Over the weekend I attended Cook Here and Now, Marco Flavio’s brilliantly successful cooking group, where we gather to cook and eat together. He chooses a theme ingredient, plus some additional produce notes for seasonal inspiration. This month was legumes plus root veggies. It was another cold, rainy day in a series of cold, rainy days and multiple plates of stews, dals and the like seemed pretty perfect.
I signed up for a lentil appetizer, and though I had visions of fried chickpea cakes in my mind initially, I changed the plan when I came across a recipe for Umbrian Lentil Stew with Olive-Oil Fried Eggs in this month’s Food and Wine. I made it for dinner (win), but decided to omit the eggs and somehow adapt it into an appetizer. Stew as app, it was a challenge.

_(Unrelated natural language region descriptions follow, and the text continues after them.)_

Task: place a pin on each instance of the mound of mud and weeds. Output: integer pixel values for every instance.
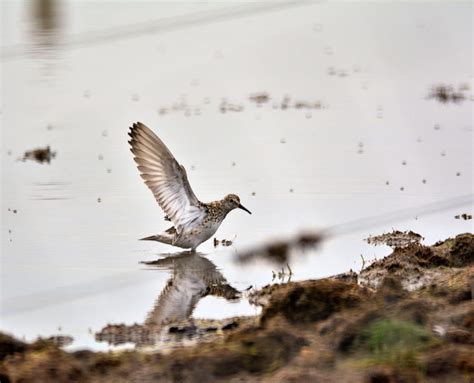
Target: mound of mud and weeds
(406, 318)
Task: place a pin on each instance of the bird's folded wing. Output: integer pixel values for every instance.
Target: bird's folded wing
(165, 177)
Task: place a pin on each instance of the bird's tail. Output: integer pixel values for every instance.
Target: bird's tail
(164, 238)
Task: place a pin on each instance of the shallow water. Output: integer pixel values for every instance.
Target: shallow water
(71, 264)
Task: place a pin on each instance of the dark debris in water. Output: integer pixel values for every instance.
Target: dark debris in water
(258, 99)
(448, 93)
(40, 155)
(280, 251)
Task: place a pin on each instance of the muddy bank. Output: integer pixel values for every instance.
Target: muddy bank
(406, 318)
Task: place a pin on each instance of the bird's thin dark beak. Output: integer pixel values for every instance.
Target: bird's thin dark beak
(244, 208)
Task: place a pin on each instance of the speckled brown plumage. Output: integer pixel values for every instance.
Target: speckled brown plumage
(194, 221)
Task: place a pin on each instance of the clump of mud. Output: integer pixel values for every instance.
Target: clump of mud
(395, 239)
(417, 265)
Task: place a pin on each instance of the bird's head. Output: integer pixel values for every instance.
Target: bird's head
(232, 201)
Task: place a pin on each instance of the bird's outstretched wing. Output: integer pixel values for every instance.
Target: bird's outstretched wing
(165, 177)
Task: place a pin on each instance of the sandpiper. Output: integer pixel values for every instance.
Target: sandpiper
(194, 221)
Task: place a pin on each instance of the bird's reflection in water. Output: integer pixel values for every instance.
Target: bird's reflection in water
(170, 321)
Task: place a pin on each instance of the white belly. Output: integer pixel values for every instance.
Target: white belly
(190, 239)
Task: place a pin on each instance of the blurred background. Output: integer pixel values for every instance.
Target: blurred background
(314, 113)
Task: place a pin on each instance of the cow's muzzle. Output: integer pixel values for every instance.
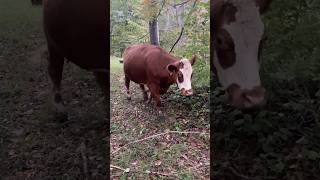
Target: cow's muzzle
(246, 99)
(186, 92)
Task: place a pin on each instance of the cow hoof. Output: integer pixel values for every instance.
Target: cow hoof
(161, 116)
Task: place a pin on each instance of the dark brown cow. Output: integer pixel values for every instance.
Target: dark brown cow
(237, 37)
(152, 66)
(76, 30)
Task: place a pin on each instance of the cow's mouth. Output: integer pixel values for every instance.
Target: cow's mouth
(186, 92)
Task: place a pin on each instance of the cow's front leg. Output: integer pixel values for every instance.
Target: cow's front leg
(145, 93)
(55, 68)
(155, 94)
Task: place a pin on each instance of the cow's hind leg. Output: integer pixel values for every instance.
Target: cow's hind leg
(127, 83)
(145, 94)
(55, 68)
(102, 79)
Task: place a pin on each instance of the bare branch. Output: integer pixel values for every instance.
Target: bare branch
(157, 135)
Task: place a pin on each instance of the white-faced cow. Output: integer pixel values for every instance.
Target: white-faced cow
(237, 37)
(76, 30)
(152, 66)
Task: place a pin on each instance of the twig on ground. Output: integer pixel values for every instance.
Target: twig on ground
(117, 167)
(82, 149)
(145, 172)
(238, 174)
(157, 135)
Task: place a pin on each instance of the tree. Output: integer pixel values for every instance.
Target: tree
(152, 11)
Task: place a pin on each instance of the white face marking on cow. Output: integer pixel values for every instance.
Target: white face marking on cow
(246, 32)
(186, 72)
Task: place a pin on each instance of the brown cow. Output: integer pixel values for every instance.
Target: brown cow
(152, 66)
(237, 38)
(76, 30)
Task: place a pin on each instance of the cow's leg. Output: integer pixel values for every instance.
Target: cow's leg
(55, 68)
(127, 83)
(145, 94)
(102, 79)
(155, 94)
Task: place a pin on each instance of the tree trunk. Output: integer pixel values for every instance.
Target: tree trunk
(154, 32)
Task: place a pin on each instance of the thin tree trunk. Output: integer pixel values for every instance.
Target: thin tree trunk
(154, 32)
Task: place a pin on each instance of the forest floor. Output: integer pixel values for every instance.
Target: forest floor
(34, 143)
(145, 145)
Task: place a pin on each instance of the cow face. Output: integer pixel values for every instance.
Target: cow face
(238, 31)
(181, 71)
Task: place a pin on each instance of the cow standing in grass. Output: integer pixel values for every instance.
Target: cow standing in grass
(76, 30)
(152, 66)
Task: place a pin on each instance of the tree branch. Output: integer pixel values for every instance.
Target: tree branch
(157, 135)
(182, 29)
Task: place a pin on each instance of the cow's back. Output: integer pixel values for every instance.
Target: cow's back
(77, 30)
(145, 63)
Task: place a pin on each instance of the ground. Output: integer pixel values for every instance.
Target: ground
(145, 145)
(34, 142)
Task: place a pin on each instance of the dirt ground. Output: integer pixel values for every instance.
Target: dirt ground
(143, 144)
(35, 142)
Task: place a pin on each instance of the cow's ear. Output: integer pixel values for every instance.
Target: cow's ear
(263, 5)
(172, 68)
(193, 59)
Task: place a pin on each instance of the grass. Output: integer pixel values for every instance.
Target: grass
(172, 155)
(32, 142)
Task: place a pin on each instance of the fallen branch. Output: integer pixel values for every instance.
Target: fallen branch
(157, 135)
(117, 167)
(145, 172)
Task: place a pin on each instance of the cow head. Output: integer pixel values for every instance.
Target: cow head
(238, 31)
(181, 73)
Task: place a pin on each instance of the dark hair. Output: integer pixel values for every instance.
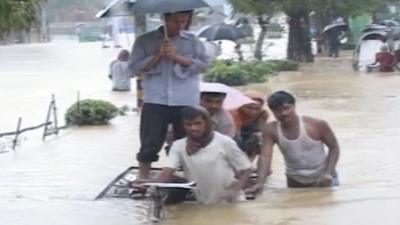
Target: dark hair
(191, 113)
(166, 15)
(280, 98)
(212, 94)
(123, 55)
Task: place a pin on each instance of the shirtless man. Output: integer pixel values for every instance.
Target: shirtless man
(301, 140)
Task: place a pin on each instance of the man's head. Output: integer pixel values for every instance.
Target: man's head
(212, 101)
(282, 104)
(253, 110)
(123, 55)
(177, 21)
(196, 121)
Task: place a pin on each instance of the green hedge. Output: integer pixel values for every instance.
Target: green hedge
(235, 73)
(90, 112)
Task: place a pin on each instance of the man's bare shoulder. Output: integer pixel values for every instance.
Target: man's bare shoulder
(319, 125)
(313, 121)
(270, 130)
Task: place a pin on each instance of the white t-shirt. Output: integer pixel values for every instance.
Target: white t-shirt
(212, 168)
(121, 76)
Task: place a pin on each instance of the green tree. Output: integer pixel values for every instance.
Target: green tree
(298, 12)
(16, 15)
(73, 10)
(263, 10)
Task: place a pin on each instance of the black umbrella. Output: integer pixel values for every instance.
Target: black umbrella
(117, 8)
(335, 27)
(164, 6)
(220, 31)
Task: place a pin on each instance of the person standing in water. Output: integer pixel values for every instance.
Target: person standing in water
(170, 59)
(302, 141)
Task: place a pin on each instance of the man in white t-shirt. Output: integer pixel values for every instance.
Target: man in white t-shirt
(120, 73)
(212, 160)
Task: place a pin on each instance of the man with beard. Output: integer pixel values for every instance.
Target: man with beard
(212, 160)
(301, 140)
(170, 59)
(223, 121)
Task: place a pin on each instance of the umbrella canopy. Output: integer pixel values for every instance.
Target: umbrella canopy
(165, 6)
(373, 27)
(117, 8)
(335, 26)
(220, 31)
(234, 98)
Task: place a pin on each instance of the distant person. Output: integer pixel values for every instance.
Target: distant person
(212, 160)
(222, 119)
(302, 141)
(120, 73)
(384, 60)
(170, 67)
(334, 43)
(250, 121)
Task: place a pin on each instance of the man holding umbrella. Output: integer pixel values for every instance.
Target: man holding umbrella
(171, 60)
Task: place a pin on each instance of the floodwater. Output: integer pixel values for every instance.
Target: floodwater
(55, 182)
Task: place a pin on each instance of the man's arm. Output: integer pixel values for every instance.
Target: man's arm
(163, 177)
(193, 64)
(242, 178)
(329, 139)
(264, 160)
(140, 61)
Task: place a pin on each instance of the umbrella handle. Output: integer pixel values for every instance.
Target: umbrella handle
(165, 29)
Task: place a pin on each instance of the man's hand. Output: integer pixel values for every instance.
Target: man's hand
(170, 50)
(138, 184)
(255, 189)
(324, 180)
(229, 195)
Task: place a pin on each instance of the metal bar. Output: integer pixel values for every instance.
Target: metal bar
(111, 184)
(25, 129)
(47, 120)
(15, 141)
(55, 114)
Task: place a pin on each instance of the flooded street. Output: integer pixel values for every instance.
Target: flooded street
(55, 182)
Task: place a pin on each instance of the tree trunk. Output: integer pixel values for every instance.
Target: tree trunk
(299, 46)
(258, 54)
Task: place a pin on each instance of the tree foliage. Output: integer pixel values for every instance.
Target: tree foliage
(73, 10)
(18, 15)
(298, 12)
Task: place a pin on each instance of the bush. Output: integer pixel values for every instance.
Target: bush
(348, 46)
(227, 72)
(284, 65)
(90, 112)
(235, 73)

But innovation came with the root veggie mandate. I took my cue from the Alice Water’s recipe I’d tried a few months ago, where all it takes to make turnips tasty is a little salt, a little butter and a pan. I turned the ‘nips into squares, browned them, chilled them, and called ‘em Turnip Toast.
I had a lot of lentils left over. Come Monday dinner, there they were in the fridge, alongside the CSA remains I had yet to get to. Though the prospect of continuing a somewhat sedate weekend was really compelling, I did the right thing. I put in a load of laundry, and I got to prepping some chard. Simple sautéed chard with super-fresh shallots in a bowl with some lentil stew and topped with, well, an olive-oil fried egg.
It was a really good bowl of food. I didn’t fully expect it to be. But there was something about this confluence of earthy flavors that felt particularly comforting with the storm outside. The crisp edges of the fried egg, the buttery softness of the spilling yellow into the bowl, the meaty bite of the lentils (helped by a little prociutto), and some red chard rounding it all out with a toothy, green bite. Not bad for leftovers.